Every year, hundreds of thousands of college-educated foreigners compete for a chance to work in the US.
With just 85,000 slots available, the odds are against them. H-1B visas are awarded not by merit but by lottery.
This random allocation never made much sense. For almost two decades, it’s imposed an inefficient and unpredictable standard that prevents employers from hiring the best candidates.
And, to the detriment of aspiring visa holders and US workers alike, the lottery is far too easily gamed.
Congress established the H-1B visa in 1990 to help fill shortages for highly specialized jobs that require at least a bachelor’s degree.
Employers — often in the technology sector — use it to draw the world’s best and brightest to the US. Many say H-1B workers are critical to maintaining American competitiveness with China.
Congress initially established an annual cap of 65,000 visas. That increased to 85,000 in 2005 and has remained steady since. Demand for such visas typically far exceeds supply.
The lottery was established in 2008 to ensure a “fair and orderly” visa allocation. In recent years, the process has been anything but.
According to a Bloomberg News investigation, IT staffing firms have flooded the lottery with entries to boost their shot at getting picked.
Records also show that outsourcing companies often apply for more visas than they need, edging out other employers who play by the rules. Officials have described some of these practices as “fraudulent.”
The staffing industry, for its part, says its workers help tech companies and other businesses operate effectively.
Whatever their merits, these companies are in many cases gaming the system: Almost half of H-1B visas went to the sector from 2020 through 2023. Regulators have done little to stop well-documented abuses.
Creating a better skilled-visa program should be a priority. Hiring workers to fill jobs Americans can’t do is great for the economy; hiring workers to fill jobs Americans can do is likely to suppress wages.
Thus, the lottery not only favors companies that bend the rules — crowding out the likes of Google, Meta and Microsoft — but it also gives highly coveted visas to back-office IT employees, potentially undercutting the domestic labor market.
To their credit, regulators are starting to crack down. Earlier this year, US Citizenship and Immigration Services issued a rule that seeks to eliminate multiple entries for the same person.

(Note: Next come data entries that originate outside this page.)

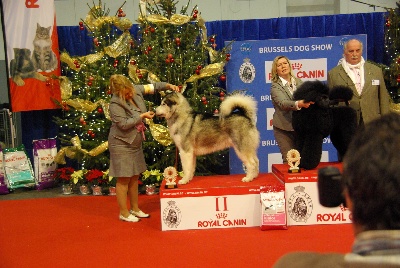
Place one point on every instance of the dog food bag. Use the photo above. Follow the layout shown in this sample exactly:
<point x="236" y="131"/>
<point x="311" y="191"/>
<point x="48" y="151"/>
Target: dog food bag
<point x="273" y="208"/>
<point x="44" y="152"/>
<point x="3" y="185"/>
<point x="18" y="168"/>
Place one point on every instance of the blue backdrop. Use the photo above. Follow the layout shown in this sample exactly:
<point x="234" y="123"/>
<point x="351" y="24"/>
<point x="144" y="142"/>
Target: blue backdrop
<point x="39" y="125"/>
<point x="250" y="69"/>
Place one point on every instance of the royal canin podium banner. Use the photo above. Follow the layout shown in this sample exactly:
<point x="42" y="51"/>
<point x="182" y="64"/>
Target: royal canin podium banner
<point x="30" y="35"/>
<point x="249" y="69"/>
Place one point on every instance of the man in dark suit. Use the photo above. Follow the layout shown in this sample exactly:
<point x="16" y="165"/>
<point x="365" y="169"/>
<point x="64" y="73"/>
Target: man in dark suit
<point x="370" y="183"/>
<point x="371" y="99"/>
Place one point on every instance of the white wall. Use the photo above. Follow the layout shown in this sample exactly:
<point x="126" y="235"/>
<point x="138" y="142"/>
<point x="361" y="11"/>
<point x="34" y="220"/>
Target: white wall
<point x="69" y="12"/>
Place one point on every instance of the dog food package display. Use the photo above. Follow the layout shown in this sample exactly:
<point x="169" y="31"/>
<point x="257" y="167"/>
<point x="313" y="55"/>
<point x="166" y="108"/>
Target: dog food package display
<point x="3" y="185"/>
<point x="18" y="168"/>
<point x="44" y="152"/>
<point x="273" y="208"/>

Though well intentioned, the regulation doesn’t go far enough to sanction bad actors or stop them from flooding the applicant pool — and it keeps the ill-conceived lottery intact.
A better approach would be to scrap the lottery in favor of a merit-based system. The US could look to other countries such as Australia and Canada that assign points to various criteria, including education, work experience, skills, age and English proficiency.
Another option is to prioritize higher-wage earners, who are typically more skilled.
A rule proposed by Donald Trump’s administration — and revoked because of a technicality — would’ve scaled allocation based on wage levels, with the most visas going to the best-paid workers.
Such a policy would favor high earners relative to their peers in the same occupation and region (say, a well-compensated accountant in Baton Rouge) over those with the biggest paychecks on an absolute basis (for example, a relatively low-paid software engineer in Redwood City).